イタリアのフェラーリは10月9日、2030年時点のラインアップに占める電気自動車(EV)の比率を20%に引き下げると発表した。22年に公表した従来計画では40%だった。EV市場の成長鈍化を踏まえ、エンジン搭載車を軸に新商品を投入する方針に変更する。需要の見込めるモデルのラインアップ強化やカスタマイズサービスの拡充などで、30年にEBITDA(税引き前・利払い前・償却前利益)を25年の27億2000万ユーロ(約4800億円)から36億ユーロに引き上げる目標だ。
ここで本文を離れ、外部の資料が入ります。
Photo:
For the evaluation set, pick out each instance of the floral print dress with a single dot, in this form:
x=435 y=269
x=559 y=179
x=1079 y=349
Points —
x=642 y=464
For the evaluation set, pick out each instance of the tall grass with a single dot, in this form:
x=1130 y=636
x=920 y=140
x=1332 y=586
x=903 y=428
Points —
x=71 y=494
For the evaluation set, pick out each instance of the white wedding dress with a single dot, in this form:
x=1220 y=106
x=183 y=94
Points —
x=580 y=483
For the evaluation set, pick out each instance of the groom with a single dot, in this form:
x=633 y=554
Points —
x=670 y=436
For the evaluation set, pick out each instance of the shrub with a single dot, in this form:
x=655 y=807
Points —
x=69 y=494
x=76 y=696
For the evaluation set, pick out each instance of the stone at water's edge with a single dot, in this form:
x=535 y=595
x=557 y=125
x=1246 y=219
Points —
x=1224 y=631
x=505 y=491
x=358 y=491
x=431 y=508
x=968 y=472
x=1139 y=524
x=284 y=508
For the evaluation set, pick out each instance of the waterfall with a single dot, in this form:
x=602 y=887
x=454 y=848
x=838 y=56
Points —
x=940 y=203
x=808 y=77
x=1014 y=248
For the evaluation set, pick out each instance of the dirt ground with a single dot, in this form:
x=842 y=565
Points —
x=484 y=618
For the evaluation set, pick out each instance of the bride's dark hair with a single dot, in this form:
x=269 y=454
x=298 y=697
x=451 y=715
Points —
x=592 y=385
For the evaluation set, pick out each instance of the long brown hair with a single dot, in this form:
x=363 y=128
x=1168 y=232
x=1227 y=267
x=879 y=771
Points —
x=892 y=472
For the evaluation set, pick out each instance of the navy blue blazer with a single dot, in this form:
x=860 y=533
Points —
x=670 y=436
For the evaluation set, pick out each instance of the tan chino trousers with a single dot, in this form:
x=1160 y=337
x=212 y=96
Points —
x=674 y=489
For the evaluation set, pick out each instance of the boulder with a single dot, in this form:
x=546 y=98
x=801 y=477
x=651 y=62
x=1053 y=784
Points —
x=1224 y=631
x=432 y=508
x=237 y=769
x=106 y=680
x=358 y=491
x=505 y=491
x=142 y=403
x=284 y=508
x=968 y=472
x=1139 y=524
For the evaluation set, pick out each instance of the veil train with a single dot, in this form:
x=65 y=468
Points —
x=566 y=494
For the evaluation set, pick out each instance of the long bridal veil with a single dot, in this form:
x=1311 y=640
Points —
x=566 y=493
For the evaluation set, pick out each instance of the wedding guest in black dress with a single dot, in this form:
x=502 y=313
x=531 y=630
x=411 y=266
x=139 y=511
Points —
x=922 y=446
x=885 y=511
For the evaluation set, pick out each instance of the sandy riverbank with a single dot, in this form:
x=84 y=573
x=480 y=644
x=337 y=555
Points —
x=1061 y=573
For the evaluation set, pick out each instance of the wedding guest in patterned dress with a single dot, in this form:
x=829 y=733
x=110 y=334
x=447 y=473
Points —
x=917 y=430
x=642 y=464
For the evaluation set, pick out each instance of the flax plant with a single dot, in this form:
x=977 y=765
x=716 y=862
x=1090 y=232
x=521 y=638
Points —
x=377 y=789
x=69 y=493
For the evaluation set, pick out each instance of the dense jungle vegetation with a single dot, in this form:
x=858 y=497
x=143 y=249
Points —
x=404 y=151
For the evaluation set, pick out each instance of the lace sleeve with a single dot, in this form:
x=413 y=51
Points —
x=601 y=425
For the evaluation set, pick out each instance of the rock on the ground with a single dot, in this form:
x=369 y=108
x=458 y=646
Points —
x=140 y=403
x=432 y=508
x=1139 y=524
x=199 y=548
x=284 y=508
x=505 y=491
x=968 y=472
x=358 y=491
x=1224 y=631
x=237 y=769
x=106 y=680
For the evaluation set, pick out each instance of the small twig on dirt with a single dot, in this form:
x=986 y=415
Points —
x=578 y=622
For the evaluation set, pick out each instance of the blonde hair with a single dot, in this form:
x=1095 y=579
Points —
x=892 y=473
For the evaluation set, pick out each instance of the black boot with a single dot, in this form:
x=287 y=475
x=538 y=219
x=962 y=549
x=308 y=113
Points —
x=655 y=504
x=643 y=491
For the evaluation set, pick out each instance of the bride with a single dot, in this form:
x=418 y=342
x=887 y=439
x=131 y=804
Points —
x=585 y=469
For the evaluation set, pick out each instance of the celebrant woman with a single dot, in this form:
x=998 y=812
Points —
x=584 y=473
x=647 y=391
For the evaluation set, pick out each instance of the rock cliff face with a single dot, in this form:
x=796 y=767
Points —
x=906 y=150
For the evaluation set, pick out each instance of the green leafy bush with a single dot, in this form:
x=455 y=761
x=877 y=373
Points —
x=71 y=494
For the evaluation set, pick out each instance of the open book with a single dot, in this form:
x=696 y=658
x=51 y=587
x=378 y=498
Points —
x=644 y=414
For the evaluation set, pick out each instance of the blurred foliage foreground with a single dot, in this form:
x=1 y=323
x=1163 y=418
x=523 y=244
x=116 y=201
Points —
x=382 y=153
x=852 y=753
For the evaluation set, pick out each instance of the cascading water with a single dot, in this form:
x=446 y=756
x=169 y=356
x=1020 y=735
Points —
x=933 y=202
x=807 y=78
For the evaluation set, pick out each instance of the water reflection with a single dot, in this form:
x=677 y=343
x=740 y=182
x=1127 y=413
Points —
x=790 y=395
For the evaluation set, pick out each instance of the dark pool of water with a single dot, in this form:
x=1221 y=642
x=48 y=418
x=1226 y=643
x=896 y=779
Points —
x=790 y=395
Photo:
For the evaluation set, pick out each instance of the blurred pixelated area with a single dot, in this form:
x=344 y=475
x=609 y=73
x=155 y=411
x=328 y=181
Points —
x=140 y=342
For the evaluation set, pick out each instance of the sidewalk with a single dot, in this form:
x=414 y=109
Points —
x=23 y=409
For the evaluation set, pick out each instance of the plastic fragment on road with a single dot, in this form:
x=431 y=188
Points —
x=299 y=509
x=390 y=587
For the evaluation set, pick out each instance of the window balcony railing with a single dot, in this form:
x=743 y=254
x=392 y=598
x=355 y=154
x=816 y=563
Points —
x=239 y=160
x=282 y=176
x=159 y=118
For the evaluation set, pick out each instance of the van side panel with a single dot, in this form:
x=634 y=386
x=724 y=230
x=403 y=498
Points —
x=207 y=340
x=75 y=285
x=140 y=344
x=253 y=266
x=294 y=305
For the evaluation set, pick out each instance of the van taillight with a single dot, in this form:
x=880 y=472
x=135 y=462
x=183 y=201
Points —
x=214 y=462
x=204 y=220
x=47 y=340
投資家向けのイベントで30年に向けた中長期の経営戦略を発表した。商品面では26年からの4年間で年間平均4台の新型車を投入。同日スペックを発表した同社初のEV「エレットリカ」などEVの投入も進めるものの、ハイブリッド車(HV)やガソリン車への投資も継続する。発表ではV型の6気筒、8気筒、12気筒のエンジン開発を継続するほか、代替燃料との適合開発を進める方針も示した。
また、27年に内外装などを顧客の要望に応じてカスタマイズするための拠点「テーラーメイド・センター」を東京とロサンゼルスに開設する方針も示した。「パーソナライゼーション」と呼ぶ独自のカスタマイズサービスを提供し、売上高や収益の拡大につなげる。